Asesinar será siempre repugnante. Pero esa vez expuso los instintos más bajos. Por eso es un crimen que no dejará de pesar sobre la conciencia de un país entero. Quizá por esa razón, los acólitos del general Francisco Franco no dejan de justificarse ante el juicio de la historia. Y así nos encontramos a menudo con listas de intelectuales de derecha ejecutados por los republicanos.

El Comandante en Jefe Fidel Castro decía que en la Guerra Civil Española hubo mano dura de parte y parte. Desde el punto de vista humano, la muerte significa idéntico dolor. Nada justifica el exceso, venga de donde venga, pero en el orden del mester en lengua hispana durante el siglo XX, poco puede equipararse con la obra de Federico García Lorca, mucho, pero mucho menos en una bitácora fascista de los seguidores del Caudillo.

Y la muerte, paradójicamente, contribuyó al milagro. El legado lorquiano tiene demasiados contenidos para trascender, pero las dramáticas circunstancias del asesinato favorecieron a mantener útil, efectiva, actual, la sinergia tremenda de tantas disciplinas y formas de expresar la creación artística

Conmueve esa poesía que parece brotar de la tierra, con tantos signos de amor y de muerte. El Primer Romancero Gitano validó para siempre claves populares, a menudo víctimas del prejuicio y de la exclusión. El “Poema del Cante Jondo”, por ejemplo, constituye una pieza a imagen y semejanza de Federico García Lorca, de plena intensidad, profunda, trágica, emocionada.

El granadino supuso una especie de reencarnación del Rey Midas en el verso y en el drama. Su paso por Cuba tejió anécdotas inolvidables, y nos dejó el hermoso poema “Son de Negros en Cuba”, convertido luego en joya coral: el “Iré a Santiago”, del maestro Roberto Valera. El teatro de Lorca constituye otra historia, igualmente escrita en páginas brillantes. La crítica alude a los célebres dramas irrepresentables, El Público y Así que pasen cinco años, de honda influencia freudiana, donde aparecen el hecho teatral, la revolución y la homosexualidad. O Bodas de Sangre y Yerma, igualmente inmortales por los signos universales ahí reunidos.

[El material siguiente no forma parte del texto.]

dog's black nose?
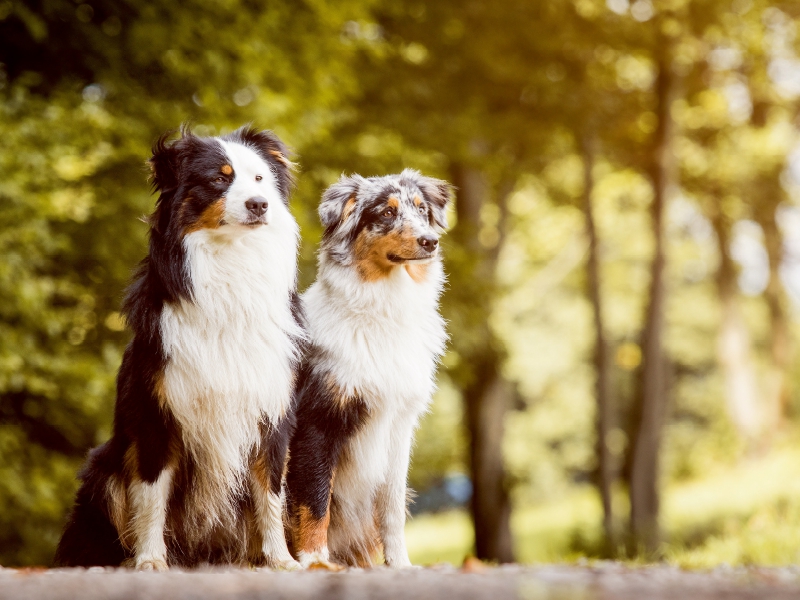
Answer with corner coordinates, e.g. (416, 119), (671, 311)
(417, 235), (439, 252)
(244, 196), (269, 217)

Claro que no podría faltar en el juicio histórico La Casa de Bernarda Alba. El amor y la muerte, el prejuicio y la lucha, son trabajados por Federico García Lorca con hondo calado, tal vez nunca antes conocido. Biógrafos suyos sostienen que se trata de una tía del granadino, quien la habría injustamente retratado en la obra. Hasta se afirma que La Casa de Bernarda Alba le granjeó no pocas dificultades con gente cercana, que por venganza lo empujarían también a la muerte.

Las fuentes no coinciden sobre la fecha exacta de su muerte, aunque el consenso apunta que a las 4:45 de la madrugada del 18 de agosto de 1936, fue brutalmente balaceado junto a un olivo, a la vera del camino entre Víznar y Alfacar, en su querida Granada. Sus restos jamás han aparecido. Federico lo habría imaginado como un minuto sin olas, pero logró sin falta remontar océanos, montes, el paso constrictor de los años, para vivir valerosamente en el poema de Antonio Machado: “Se le vio, caminando entre fusiles/ por una calle larga,/ salió al campo frío,/aún con estrellas, de la madrugada”.